A Distributed GUI-based Computer Control System for Atomic Physics Experiments
Aviv Keshet, Wolfgang Ketterle

TL;DR
This paper presents a distributed, GUI-based control system for atomic physics experiments that enables precise, synchronized timing of complex sequences across multiple hardware servers with high time resolution.
Contribution
It introduces The Cicero Word Generator, a novel distributed control system with a client-server architecture and FPGA-based timing for atomic physics experiments.
Findings
Achieves 100ns time resolution for output sequences.
Supports synchronization of multiple output hardware servers.

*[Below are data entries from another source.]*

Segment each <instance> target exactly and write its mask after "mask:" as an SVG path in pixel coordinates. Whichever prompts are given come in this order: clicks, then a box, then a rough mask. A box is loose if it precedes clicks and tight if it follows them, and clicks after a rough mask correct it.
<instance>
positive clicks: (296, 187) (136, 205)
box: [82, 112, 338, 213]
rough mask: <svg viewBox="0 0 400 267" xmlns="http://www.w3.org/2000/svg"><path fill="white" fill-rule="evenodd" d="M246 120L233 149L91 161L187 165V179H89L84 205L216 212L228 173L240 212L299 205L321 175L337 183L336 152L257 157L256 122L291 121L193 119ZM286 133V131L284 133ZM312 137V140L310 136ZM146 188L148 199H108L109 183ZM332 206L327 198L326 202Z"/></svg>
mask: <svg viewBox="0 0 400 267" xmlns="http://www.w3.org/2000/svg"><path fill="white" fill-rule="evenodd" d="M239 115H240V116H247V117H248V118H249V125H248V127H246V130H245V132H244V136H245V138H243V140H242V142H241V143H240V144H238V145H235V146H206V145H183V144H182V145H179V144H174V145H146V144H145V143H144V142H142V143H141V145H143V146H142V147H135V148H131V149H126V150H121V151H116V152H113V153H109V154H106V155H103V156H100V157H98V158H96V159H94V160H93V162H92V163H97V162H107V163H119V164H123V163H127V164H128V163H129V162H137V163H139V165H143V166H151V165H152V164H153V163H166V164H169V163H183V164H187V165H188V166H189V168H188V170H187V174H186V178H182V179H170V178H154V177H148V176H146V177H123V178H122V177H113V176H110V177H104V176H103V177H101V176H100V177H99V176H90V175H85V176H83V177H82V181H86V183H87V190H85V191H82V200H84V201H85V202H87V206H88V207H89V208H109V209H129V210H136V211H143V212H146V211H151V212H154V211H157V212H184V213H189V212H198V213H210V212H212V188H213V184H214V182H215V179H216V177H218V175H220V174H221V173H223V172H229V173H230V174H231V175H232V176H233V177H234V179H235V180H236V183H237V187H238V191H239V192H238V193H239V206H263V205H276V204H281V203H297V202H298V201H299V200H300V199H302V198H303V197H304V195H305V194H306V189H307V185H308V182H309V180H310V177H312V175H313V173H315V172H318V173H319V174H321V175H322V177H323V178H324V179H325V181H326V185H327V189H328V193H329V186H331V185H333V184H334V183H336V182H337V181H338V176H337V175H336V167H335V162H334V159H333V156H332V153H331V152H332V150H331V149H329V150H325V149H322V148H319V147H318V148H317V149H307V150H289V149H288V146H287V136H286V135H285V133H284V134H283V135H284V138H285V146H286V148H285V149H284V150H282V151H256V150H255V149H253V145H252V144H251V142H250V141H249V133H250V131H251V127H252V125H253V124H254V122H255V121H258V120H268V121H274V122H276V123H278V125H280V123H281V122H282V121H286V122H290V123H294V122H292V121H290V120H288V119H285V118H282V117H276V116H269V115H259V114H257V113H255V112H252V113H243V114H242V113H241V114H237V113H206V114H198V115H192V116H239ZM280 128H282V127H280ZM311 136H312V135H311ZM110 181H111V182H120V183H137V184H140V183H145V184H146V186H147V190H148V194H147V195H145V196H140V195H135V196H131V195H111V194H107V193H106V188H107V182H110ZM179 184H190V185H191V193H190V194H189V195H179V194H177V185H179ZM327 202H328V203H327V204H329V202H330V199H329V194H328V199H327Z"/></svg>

Uses FPGA-generated clock for precise timing and reduced buffer sizes.
Abstract
Atomic physics experiments often require a complex sequence of precisely timed computer controlled events. A distributed GUI-based control system designed with such experiments in mind, The Cicero Word Generator, is described. The system makes use of a client-server separation between a user interface for sequence design and a set of output hardware servers. Output hardware servers are designed to use standard National Instruments output cards, but the client-server nature allows this to be extended to other output hardware. Output sequences running on multiple servers and output cards can be synchronized using a shared clock. By using an FPGA-generated variable frequency clock, redundant buffers can be dramatically shortened, and a time resolution of 100ns achieved over effectively arbitrary sequence lengths.